Small businesses often have thin profit margins compared to larger companies and corporations, so loans are part and parcel of many small companies. You may need a loan if you need the capital to start, replace failing equipment, tide yourself over when times are lean, or clients fall behind in their payments. If timing is important, you want to be prepared; otherwise, your business could suffer dire consequences.
When It Comes to Business Loans, Plan Ahead
You don’t want to consult a bank about a loan too early regarding new businesses. Instead, you want to devise a financial plan that shows your idea is viable and not just a pipedream. Without a plan that shows reasonable expectations for expenses and growth and contingency plans to protect your business in lean times, you may have to push back or cancel your grand opening because you’ve failed to secure a loan.
To ensure your business plan is secure, consider talking with financial advisors and other mentors in the industry.
They can introduce you to the various loans provided by the Small Business Administration or other programs you might qualify for.
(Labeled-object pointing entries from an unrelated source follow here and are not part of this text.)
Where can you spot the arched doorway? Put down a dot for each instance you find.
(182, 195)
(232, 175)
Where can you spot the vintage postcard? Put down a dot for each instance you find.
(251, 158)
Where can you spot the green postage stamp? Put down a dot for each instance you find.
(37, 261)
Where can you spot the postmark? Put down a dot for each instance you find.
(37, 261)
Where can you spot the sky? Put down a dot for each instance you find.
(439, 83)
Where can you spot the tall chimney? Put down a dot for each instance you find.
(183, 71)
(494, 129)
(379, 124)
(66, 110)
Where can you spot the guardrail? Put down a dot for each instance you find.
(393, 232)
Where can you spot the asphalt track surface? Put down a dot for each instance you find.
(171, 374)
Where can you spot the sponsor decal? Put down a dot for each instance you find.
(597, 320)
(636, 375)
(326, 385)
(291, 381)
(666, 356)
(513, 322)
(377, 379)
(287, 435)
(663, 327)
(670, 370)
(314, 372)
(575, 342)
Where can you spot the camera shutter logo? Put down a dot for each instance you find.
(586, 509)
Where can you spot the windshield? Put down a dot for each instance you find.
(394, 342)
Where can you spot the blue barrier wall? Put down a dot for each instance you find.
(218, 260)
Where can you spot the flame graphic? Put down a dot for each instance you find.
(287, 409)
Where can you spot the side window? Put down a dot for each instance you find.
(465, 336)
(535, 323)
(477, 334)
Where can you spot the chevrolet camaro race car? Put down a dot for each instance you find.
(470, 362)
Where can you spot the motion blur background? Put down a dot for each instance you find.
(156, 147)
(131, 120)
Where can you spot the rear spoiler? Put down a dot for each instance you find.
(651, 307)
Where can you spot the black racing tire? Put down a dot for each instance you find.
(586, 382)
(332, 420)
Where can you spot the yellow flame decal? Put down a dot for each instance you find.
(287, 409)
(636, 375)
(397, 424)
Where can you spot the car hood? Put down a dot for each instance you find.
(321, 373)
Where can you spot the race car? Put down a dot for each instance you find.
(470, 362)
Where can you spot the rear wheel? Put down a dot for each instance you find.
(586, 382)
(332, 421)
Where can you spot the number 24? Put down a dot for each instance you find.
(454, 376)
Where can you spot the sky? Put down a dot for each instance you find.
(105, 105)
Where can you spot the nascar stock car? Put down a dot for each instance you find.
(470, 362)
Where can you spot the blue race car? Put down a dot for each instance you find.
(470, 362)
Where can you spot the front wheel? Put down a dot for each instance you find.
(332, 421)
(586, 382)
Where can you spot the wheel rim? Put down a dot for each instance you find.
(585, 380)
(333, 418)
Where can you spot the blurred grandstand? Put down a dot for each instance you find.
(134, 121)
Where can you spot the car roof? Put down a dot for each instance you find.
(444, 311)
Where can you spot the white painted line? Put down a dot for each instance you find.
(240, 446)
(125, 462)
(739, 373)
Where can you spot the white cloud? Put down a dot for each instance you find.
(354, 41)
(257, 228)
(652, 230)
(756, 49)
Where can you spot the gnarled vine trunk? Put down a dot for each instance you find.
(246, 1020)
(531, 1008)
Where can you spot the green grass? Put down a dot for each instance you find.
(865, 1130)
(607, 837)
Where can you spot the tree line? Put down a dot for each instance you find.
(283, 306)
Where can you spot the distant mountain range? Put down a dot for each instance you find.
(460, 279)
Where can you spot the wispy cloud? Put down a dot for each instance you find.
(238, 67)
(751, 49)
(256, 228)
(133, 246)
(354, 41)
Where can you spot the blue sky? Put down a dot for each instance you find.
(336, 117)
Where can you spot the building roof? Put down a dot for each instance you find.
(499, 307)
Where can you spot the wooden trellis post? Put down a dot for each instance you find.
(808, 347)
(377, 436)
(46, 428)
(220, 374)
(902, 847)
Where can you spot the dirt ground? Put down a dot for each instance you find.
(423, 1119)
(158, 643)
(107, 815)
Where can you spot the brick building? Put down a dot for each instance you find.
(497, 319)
Experienced business partners or mentors can also help you make sense of the myriad rules and regulations to which your new business will be subject. Of course, if you’ve got experience financing, starting, and running a business, you might not need to rely on others’ help.
Your plan will continue to serve you once your business is up and running. For example, it might outline when you need to add more staff, space, or stock. The repair, replacement, and upgrading of equipment can also be included in your business plan, which should be updated to reflect your small business’s realities (expenses, growth, etc.). This gives you a heads up about expected future expenditures. Instead of waiting for the last minute, you can plan, allowing you to prepare and apply for a small business loan or potentially raise funding without needing a loan at all.
Don’t Wait to Consult the Bank
Still, unexpected expenses will arise periodically. If you need a short-term cash influx or your business is heading toward financial trouble, the sooner you consult a bank about a loan, the better. This gives you a chance to take out the loan before your profit or credit standing declines, which might make it impossible to take out a loan even a few weeks in the future.
Keep in mind that a loan isn’t immediate. You don’t want to find yourself desperate for a loan that will keep the lights on during a Friday afternoon meeting. You need to consult with the bank and provide financial records. This step requires a series of in-person, telephone, fax, or email communications. Prepare yourself to put in at least 30 hours of work, which can be split over weeks or months, not days.
If you prefer to shop around, which may be necessary if a bank offers a loan but with terms that don’t work for your small business, give yourself plenty of time to find the best terms for a loan. Although you may only officially apply for a loan from one bank, discussing loan options with multiple institutions will take up a significant portion of your time.
Of course, you still have a business to run while waiting for a loan. Consulting with a bank early gives you time to continue providing the products, services, and support your clients rely on and ensure your staff has everything they need to complete their jobs. Running a business and applying for a loan can be stressful enough as it is, so you don’t want to add to that stress with a time crunch.
What to Do When Your Loan is Declined
Consulting with a bank informs you of your ability to take out a loan. You don’t want to assume that doing so is an option when it is and find yourself between a rock and a hard place. Although it may be frustrating to learn that a bank doesn’t think you can repay a loan, planning gives you a chance to consult with other financial providers, just like you might when taking out a personal mortgage or new auto loan.
If you’ve declined a loan, you can also consider alternative forms of financing. For example, struggling businesses might consider reselling their invoices to a third party to recoup the costs immediately instead of waiting for 30, 60, or 90 days for the payment to come due. This is known as invoice factoring, and it could be the secret tool in your arsenal to keep your business running smoothly as you get started or worth through financial hardships.